Bayesian Change-Point Linear Regression

Introduction

One of the first models I worked on during my PhD was a change-point linear regression model for time series data. This model is relatively simple to implement and it can be really useful for answering questions related to changes in trends over time. Over the years I’ve used versions of this model in a number of different applications, such as looking for timings of changes in regional sea level records, investigating claims about the global warming hiatus and most recently, for exploring the evolution of the Atlantic Meridional Overturning Circulation (AMOC).
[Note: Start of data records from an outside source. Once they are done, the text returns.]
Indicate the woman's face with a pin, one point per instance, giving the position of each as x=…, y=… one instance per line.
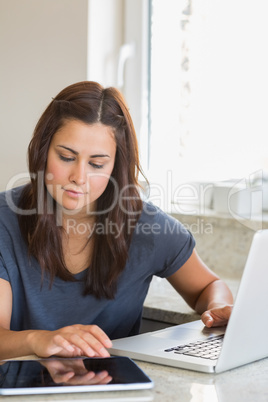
x=79, y=164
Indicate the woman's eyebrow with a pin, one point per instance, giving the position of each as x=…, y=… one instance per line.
x=76, y=153
x=68, y=149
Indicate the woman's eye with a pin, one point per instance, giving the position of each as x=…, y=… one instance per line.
x=65, y=159
x=95, y=166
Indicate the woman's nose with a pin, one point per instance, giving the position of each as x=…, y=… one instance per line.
x=78, y=174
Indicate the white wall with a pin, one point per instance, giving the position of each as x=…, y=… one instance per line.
x=43, y=48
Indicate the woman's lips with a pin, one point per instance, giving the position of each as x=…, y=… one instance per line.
x=73, y=193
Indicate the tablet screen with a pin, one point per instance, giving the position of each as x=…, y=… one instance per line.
x=59, y=375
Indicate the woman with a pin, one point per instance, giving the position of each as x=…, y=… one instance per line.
x=79, y=247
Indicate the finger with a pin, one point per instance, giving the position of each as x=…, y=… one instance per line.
x=99, y=334
x=89, y=345
x=62, y=378
x=63, y=343
x=207, y=319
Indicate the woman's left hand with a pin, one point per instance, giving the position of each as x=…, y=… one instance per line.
x=217, y=316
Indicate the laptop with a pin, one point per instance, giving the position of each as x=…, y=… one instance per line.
x=213, y=350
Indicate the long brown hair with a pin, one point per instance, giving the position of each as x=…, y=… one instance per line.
x=90, y=103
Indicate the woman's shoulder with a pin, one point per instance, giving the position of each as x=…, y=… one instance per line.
x=9, y=203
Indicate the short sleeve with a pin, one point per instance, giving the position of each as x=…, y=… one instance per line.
x=3, y=271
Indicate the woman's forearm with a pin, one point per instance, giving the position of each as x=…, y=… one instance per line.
x=216, y=294
x=14, y=344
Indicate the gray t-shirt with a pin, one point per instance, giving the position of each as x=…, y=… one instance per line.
x=160, y=246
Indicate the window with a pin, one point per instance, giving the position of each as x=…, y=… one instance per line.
x=208, y=90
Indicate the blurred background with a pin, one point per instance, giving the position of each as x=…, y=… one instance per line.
x=193, y=72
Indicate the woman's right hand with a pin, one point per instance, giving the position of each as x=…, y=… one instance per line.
x=70, y=341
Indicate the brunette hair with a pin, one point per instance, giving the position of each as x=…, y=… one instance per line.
x=90, y=103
Here I am going to give you a starting point for developing a Bayesian change-point regression model for unevenly spaced time series data, assuming a single change point.

Install packages and JAGS

Firstly, we’ll be using JAGS (Just Another Gibbs Sampler). If you don’t have it then you will need to install it (http://mcmc-jags.sourceforge.net). Once installed then everything you need can be called via the JAGS R packages.

Next, install packages

library(R2jags)
library(runjags)
library(tidyverse)
library(tidybayes)

Model specification

When it comes to the model specification recipe, the ingredients are

  1. The process model, which relates to the expectation of what’s underlying the observed data. The process model will be governed by a set of parameters that need to be estimated.

  2. The data model, which contains assumptions about how the data are generated and incorporates data uncertainty. The data model links the observed data to the underlying process.

  3. The priors, which contain assumptions about the parameters we are estimating. Priors can be used to impose constraints on model parameters based on apriori information.

Process model

For our specification, we’ll assume that the expected value of our observed outcome, y, has a changing linear relationship with time, x, such that

μy = α + β1(x - cp) for x < cp

μy = α + β2(x - cp) for x ≥ cp

In other words, the linear relationship between x and mu_y changes at some time point, cp.

  • Note, by subtracting the change point (cp) from x in the regression equation we can interpret the intercept (α) as being the expected value of y in the year where the change point occurs.

Data model

We’ll link the observations to the process through a normal data model, such that

y ~ N(μy, σ2)

Priors

We need priors for all unknown parameters. The prior on the change point should constrain the change point to occur somewhere within the range of the observation years.

Here is a JAGS specification for this model:

cp_model <- '
model{
 # process model 
  for(t in 1:n_est){
  mu_y[t] <- alpha + beta[J[t]]*(est_year[t]-cp)
  J[t] <- step(est_year[t]-cp) + 1
 } # end t loop
  
  # data model
  for(j in 1:n_obs){
  y[j] ~ dnorm(mu_y[year_index[j]],sigma^-2)
 } # end j loop

# priors
alpha[1] ~ dnorm(0.0,10^-2)
beta[1] ~ dnorm(0.0,10^-2)
beta[2] ~ dnorm(0.0,10^-2)
sigma ~ dt(0,4^-2,1)T(0,)
cp ~ dunif(year_min,year_max)
}
' 

Notes on the model setup

  • This setup makes use of the step function in JAGS to decide if β1 or β2 is required, where step(x) = 1 if x ≥ 0 and 0 otherwise.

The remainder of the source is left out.